The next point to be considered is the quality of the work. There is no doubt that definite work, on a well-considered programme, with a given object in view, is a clear gain, leading to definiteness of purpose and concentration of effort and attention, the qualities that go to make a successful man. But what is to be said for the style of teaching, the method of study, encouraged by the system of school-work organised with a view to public examinations? and with what is it to be compared? And, in the first place, is it not assuming too much to suppose that these examinations do tell very greatly on the general work of middle-class schools? The Times, some years ago, spoke within the mark in saying that the universities had entirely revolutionized the system of education in secondary schools by their “Local Examinations.” It is not as if the regulations of the examining bodies affected only the few candidates; the whole of the first division of the school is worked upon the syllabus adopted; the second, the third, down to the lowest division, is worked towards that syllabus: that is, every pupil in the school gets the sort of teaching that is supposed to tell when his time comes to be examined; and so soon as the work of the school
begins to take hold of the child, he is making efforts towards this grand result.

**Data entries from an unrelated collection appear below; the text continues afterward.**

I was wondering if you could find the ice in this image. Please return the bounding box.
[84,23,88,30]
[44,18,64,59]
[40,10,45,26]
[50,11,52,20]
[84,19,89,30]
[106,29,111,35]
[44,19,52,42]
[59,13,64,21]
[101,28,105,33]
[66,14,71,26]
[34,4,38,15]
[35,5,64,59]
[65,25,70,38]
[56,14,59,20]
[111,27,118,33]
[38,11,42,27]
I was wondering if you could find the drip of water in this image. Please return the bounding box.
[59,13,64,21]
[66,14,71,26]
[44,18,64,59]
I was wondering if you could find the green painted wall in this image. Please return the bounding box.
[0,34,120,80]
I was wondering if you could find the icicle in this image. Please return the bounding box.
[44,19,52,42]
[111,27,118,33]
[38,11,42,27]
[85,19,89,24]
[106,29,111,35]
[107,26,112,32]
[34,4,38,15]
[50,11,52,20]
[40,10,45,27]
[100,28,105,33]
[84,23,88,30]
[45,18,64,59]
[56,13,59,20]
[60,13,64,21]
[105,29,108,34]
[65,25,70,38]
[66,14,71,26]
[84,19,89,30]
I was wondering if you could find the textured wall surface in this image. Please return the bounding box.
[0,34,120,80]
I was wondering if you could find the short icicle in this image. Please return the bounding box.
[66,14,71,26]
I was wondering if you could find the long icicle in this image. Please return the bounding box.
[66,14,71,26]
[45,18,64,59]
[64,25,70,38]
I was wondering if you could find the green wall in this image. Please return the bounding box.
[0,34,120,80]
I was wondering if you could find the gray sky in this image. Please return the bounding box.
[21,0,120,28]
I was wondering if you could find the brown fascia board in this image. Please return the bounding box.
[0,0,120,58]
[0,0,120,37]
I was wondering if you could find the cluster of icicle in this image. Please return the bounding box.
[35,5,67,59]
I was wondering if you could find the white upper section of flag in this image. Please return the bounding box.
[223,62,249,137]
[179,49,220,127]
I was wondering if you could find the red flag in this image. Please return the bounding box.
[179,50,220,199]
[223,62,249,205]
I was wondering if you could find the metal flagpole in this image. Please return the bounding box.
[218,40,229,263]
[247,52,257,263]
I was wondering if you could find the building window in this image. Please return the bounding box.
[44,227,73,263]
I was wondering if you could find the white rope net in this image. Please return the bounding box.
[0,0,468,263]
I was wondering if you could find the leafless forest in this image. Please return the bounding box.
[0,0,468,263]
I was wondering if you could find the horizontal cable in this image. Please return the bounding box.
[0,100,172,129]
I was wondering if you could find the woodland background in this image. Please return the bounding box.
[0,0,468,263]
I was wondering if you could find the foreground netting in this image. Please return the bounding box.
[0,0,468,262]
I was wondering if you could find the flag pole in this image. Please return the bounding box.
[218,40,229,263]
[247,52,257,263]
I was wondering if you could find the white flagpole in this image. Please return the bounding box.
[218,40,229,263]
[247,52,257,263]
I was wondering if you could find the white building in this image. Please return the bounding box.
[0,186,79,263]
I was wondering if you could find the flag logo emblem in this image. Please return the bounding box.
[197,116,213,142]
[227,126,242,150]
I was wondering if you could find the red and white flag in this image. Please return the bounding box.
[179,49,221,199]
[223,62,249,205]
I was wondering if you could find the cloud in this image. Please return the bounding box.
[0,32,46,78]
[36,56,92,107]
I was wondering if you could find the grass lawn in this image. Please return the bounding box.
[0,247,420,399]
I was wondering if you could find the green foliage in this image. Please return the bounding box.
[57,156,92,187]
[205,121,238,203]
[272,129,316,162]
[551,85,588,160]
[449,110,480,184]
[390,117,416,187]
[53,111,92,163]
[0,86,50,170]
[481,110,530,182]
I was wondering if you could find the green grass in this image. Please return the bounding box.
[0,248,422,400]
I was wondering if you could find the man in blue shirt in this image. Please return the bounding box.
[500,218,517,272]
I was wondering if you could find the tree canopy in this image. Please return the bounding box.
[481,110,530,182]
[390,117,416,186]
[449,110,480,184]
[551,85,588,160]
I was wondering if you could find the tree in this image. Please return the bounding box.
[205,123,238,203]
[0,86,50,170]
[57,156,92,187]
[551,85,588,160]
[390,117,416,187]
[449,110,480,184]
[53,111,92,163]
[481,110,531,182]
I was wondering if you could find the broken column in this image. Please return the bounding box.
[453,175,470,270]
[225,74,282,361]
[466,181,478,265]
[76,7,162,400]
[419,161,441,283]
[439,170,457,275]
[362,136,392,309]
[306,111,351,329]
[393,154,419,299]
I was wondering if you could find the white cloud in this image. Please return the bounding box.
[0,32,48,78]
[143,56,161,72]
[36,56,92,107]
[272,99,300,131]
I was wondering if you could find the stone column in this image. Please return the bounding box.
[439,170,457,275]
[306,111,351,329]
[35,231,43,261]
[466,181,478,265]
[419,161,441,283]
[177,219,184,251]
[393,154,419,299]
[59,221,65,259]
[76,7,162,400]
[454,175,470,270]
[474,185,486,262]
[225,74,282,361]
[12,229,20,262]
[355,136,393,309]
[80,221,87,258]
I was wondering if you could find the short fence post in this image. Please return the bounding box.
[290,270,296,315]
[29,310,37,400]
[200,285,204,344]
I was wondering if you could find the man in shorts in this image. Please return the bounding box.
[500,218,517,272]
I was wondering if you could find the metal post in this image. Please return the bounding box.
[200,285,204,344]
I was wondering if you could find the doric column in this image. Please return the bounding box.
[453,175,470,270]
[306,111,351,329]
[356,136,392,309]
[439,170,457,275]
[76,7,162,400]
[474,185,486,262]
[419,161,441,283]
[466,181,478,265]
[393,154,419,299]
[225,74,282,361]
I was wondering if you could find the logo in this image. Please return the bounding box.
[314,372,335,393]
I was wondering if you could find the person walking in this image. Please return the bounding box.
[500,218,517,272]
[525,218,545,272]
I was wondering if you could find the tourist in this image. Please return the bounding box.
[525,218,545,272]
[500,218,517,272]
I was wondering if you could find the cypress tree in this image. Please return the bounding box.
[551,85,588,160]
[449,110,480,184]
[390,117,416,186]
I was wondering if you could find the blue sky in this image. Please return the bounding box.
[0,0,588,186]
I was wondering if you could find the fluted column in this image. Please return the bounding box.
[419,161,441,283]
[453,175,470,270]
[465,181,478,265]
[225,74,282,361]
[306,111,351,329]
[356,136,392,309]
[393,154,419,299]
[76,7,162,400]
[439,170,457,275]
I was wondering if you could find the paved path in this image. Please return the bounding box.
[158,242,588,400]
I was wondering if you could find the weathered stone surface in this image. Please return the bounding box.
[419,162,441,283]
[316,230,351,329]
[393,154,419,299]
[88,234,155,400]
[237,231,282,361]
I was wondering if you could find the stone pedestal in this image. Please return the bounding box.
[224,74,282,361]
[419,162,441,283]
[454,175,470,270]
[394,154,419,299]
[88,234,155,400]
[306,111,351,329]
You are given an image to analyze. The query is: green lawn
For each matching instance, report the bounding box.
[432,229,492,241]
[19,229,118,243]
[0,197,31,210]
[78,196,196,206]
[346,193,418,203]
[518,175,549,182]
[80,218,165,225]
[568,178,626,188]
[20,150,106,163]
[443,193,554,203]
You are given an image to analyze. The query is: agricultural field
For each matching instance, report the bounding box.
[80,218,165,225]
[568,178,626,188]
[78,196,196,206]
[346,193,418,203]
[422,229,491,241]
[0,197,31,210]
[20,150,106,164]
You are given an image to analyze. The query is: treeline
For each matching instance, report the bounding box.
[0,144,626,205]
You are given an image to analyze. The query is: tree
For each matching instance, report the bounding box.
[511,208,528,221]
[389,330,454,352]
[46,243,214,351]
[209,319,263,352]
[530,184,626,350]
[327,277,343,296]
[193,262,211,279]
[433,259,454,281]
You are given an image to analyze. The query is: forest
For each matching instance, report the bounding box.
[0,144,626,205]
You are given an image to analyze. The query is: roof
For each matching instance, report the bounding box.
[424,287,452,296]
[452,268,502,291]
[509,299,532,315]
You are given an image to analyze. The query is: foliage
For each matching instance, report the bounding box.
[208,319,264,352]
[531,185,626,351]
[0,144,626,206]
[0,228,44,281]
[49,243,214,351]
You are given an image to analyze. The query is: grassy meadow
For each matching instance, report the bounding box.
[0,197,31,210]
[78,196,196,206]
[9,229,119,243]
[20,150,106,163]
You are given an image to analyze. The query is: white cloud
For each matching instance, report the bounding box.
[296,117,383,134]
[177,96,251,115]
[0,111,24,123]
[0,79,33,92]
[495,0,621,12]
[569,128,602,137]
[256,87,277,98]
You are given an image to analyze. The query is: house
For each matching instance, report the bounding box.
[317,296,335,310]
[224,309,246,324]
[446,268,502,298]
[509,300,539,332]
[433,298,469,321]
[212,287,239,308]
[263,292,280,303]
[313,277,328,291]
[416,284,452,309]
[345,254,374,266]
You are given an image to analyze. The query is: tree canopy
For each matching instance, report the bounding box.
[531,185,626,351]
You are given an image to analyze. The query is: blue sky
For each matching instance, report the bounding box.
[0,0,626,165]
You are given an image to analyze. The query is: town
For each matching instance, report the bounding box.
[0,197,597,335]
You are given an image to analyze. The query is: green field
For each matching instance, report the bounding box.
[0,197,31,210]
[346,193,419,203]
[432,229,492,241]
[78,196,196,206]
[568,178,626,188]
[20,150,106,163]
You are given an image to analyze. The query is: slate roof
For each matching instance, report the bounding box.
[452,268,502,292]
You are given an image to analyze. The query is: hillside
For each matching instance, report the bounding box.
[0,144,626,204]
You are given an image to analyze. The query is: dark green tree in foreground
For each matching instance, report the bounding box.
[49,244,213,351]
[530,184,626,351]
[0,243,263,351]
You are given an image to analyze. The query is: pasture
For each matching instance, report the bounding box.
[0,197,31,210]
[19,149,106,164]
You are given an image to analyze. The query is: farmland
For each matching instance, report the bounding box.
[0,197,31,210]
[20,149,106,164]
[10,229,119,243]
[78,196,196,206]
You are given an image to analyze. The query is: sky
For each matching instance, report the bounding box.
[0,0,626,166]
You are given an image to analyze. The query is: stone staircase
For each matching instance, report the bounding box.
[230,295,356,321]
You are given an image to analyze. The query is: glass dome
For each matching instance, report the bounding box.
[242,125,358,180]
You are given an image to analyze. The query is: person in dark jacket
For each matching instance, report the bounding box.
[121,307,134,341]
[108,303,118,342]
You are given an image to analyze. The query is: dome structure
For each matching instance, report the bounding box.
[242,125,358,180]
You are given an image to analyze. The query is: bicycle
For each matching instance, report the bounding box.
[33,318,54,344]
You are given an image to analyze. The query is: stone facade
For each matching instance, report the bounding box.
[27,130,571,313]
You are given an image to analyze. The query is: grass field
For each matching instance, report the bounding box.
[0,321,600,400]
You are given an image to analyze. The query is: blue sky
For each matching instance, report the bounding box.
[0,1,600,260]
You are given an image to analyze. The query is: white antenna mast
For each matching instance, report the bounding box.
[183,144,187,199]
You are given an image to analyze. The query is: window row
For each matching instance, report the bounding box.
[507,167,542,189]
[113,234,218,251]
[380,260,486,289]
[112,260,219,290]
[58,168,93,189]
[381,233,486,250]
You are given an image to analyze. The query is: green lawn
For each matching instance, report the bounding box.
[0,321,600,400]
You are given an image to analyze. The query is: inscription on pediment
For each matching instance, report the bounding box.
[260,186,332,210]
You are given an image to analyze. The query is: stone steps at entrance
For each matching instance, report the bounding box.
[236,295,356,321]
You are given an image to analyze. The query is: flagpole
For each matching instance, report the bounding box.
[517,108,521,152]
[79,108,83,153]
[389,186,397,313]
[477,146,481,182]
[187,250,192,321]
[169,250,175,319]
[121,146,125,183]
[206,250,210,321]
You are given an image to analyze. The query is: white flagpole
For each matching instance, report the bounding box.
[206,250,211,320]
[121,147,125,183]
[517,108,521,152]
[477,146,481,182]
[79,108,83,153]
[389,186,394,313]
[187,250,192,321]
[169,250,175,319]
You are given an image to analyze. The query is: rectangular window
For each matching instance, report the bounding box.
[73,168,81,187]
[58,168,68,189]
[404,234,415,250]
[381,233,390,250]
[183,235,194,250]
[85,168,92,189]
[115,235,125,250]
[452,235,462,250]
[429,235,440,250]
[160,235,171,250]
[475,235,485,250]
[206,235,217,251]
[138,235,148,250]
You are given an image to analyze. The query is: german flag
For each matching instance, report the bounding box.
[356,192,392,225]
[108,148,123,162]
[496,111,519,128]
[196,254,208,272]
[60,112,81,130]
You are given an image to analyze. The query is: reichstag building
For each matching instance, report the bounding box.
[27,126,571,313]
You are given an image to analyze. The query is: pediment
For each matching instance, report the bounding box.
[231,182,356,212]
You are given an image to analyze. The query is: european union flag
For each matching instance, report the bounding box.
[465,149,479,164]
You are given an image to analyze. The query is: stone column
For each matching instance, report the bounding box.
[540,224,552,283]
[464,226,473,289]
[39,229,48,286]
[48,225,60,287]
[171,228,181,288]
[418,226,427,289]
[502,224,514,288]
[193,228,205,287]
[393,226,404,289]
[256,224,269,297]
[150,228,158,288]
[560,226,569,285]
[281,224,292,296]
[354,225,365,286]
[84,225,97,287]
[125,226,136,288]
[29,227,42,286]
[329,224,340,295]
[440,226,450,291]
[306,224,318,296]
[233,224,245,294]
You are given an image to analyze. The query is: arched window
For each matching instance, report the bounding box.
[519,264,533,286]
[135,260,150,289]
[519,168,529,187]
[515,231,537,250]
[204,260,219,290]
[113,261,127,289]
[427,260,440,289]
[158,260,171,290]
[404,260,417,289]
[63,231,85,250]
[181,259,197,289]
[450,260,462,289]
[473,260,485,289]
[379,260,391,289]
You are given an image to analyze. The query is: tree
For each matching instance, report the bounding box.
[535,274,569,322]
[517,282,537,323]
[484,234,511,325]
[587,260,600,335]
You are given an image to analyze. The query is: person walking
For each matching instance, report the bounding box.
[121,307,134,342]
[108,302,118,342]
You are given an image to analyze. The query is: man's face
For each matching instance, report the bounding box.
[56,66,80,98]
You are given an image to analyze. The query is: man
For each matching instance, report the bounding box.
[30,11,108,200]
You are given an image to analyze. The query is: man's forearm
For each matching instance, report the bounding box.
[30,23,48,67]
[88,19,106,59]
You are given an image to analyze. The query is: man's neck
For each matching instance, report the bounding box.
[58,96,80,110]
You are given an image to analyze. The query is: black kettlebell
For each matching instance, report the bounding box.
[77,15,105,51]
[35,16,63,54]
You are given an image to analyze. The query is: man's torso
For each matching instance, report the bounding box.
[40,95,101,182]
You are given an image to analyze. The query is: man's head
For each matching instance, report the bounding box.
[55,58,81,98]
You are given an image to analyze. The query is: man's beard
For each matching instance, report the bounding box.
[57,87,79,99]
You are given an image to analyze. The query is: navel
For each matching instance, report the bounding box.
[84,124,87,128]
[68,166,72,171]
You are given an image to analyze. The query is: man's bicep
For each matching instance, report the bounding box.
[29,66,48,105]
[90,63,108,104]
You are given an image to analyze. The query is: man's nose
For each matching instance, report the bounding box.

Nor did the Times say too much in praise of the impulse these examinations have given to secondary education, nor of the practical sterling value of the work obtained. It is a rare thing, now, to meet with a school of any standing which does not do thorough work, commonly tested by the fact that it sends in candidates for some examination. One hears of schools which obtain telling results by a system of cram, of no educative worth at all; but, as a whole, middle-class schools have reached a fair average level—few are much better or much worse than the rest. It used not to be so; a school was a place of real education or of miserable sham, according to the character of its head; but now, a scheme of work is prescribed; any man can see it carried out by assistants, if not by himself, and then his school is as good as another. In a word, the standing of a school no longer depends altogether upon force of character and organising power in its principal.
This leveling tendency of our school routine has its disadvantages; it is not easy to produce individuality in either school or pupil under the present conditions. Individuality, character, culture, public examinations—and a system of school-work based on such examinations—must necessarily strike at the head of these. For what is it possible to examine upon, when the same examination is held simultaneously all over the empire—what the pupil thinks, or what he knows, what he has seen set down in black and white? The latter, plainly, for it would be unfair to allow examiner or examinee any latitude of opinion in a matter that concerns so many. Therefore, facts,
examinable matter, is the mental pabulum of the school life. If the master be given to discursive teaching, he pulls himself up, and sticks to facts; it is only upon matters of fact that it is possible to examine, and, therefore, it is upon his power of receiving, retaining, classifying, and reproducing facts that the pupil’s success depends. There is no doubt that this fact-lore is an invaluable possession. But it is not culture; it does not, necessarily, produce a cultivated mind, the habits of reading and reflection:—
“A primrose by the river’s brim
A yellow primrose is to him,
And it is nothing more”—
 There is no doubt a more excellent way; Lord Selborne found it out for the examination of naval cadets; and for many years the Parents’ Union has practiced a manner of education leading itself to examinations which test intelligence and not successful “cram.” But this subject has been taken up fully in another volume of this Series.